# What is the highest price you have seen for something that needed total restoration?



## Sped Man (Feb 28, 2013)

I talked to an owner of a bike that was made in the 30s or early 40s. It needed to be completely redone. The chrome was crap. The seat was junk. The paint.....what paint? It looked like someone dragged the bike for miles on each side. The rims were pitted. It would easily cost over 2K to restore. He wanted over $2k for it. I was shocked. I asked the guy if he would take less. He wouldn't drop the price. I checked online and found another one for way less.
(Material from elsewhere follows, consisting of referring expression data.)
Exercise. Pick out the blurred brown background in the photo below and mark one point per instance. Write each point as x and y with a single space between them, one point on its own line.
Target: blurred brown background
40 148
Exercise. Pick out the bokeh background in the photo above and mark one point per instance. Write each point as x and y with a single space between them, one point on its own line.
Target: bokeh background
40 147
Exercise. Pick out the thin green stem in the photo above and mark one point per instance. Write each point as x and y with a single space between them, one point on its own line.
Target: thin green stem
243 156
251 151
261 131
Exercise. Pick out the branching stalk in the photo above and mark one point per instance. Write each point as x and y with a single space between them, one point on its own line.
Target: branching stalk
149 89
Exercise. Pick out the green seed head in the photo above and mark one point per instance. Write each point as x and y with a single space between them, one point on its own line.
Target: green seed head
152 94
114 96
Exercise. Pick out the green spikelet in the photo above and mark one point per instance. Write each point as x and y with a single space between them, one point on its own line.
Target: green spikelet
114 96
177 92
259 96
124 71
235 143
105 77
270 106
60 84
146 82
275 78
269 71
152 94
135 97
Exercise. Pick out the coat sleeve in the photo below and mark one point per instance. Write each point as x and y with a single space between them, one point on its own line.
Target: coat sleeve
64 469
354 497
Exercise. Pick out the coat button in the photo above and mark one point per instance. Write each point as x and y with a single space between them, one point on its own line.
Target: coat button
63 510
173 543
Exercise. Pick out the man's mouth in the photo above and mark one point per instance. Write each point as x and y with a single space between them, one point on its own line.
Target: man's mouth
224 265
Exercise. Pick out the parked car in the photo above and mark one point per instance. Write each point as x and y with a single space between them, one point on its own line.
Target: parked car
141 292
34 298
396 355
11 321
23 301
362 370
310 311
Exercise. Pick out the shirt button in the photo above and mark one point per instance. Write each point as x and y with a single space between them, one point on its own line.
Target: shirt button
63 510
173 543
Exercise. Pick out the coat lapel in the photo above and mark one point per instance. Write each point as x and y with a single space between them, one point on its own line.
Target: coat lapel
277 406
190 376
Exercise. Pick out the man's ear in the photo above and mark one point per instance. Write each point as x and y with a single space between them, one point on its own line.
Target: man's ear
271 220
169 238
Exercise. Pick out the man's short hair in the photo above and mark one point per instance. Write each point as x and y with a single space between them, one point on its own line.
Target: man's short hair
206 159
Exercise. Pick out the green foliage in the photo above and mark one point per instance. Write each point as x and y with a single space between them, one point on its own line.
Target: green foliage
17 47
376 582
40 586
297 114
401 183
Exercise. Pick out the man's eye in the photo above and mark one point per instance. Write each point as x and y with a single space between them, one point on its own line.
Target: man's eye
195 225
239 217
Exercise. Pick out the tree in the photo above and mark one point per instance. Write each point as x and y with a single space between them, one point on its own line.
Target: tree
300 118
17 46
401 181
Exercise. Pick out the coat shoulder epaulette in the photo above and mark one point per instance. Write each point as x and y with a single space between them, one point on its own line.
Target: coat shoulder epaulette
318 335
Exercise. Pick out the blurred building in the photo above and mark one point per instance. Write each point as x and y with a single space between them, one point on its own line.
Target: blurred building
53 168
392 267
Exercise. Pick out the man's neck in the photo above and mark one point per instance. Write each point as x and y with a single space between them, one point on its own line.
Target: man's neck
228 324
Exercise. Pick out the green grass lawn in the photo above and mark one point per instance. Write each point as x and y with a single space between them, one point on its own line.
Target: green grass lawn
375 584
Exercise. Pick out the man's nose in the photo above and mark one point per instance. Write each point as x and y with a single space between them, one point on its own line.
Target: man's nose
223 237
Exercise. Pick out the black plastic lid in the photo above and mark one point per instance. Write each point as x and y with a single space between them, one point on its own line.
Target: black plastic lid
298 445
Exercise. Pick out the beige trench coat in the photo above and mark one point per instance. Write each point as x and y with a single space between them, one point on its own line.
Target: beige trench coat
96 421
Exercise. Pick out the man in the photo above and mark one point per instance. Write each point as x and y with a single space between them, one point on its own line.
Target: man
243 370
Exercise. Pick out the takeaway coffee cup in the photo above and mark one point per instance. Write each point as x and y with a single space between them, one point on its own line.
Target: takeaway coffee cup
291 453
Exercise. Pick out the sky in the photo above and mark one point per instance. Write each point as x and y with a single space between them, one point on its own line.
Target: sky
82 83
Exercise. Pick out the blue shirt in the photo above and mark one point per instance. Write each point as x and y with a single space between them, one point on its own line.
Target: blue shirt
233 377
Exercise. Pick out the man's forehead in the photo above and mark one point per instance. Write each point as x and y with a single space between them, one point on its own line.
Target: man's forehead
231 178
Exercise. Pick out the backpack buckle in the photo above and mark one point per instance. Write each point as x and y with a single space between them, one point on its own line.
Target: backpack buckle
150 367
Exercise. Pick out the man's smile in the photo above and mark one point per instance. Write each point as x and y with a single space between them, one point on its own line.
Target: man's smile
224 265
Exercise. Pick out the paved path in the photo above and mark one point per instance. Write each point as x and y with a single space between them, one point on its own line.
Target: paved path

Even on Ebay I saw cheaper one that sold recently.  What have you come across lately where the owner wanted a fortune for a project bike?


----------



## Andrew Gorman (Feb 28, 2013)

I just smile, nod and move on.  Plenty of bikes in the sea.


----------



## cantaffordem (Mar 2, 2013)

*Swing Bike*

I came across a Swing Bike like that recently...terrible shape. The frame didn't move freely, no wheels, the chrome was shot, a few gouges in the frame, the drive side crank arm looked to have been run over, and on and on. I'd just bought a pretty decent JC Higgins from the guy for $75 the week before, so I figured he'd deal. I asked him what he wanted and he said $1000. I told him that fully restored I might be able to get $1200 and I wasn't sure the frame was any good. He said he'd take $900. I told him no thanks and left without making the offer of $25-$50 i thought it was all worth


----------



## Dan the bike man (Mar 2, 2013)

One day these bikes will be passed on to their kids, and they will toss them in the trash.


----------



## Sped Man (Mar 3, 2013)

Dan the bike man said:


> One day these bikes will be passed on to their kids, and they will toss them in the trash.




Very true. I was once in a home where the owner was 85 years old. The house belonged to his parents. The furniture was from the turn of the century. I thought I had gone back in time. He had beautiful stain glass lamps in several rooms. I fell in love with all the things I saw. While I was talking to the owner, his son walked in. He wanted me to take it all. I would have but that wouldn't have been right. His son hated antiques. He was a leach living off of his father. He never got married and lived in the basement. This was over 20 years ago. The moment his dad passed away I bet you that he donated all those expensive antiques to charity. The Salvation Army must have made out like bandits.


----------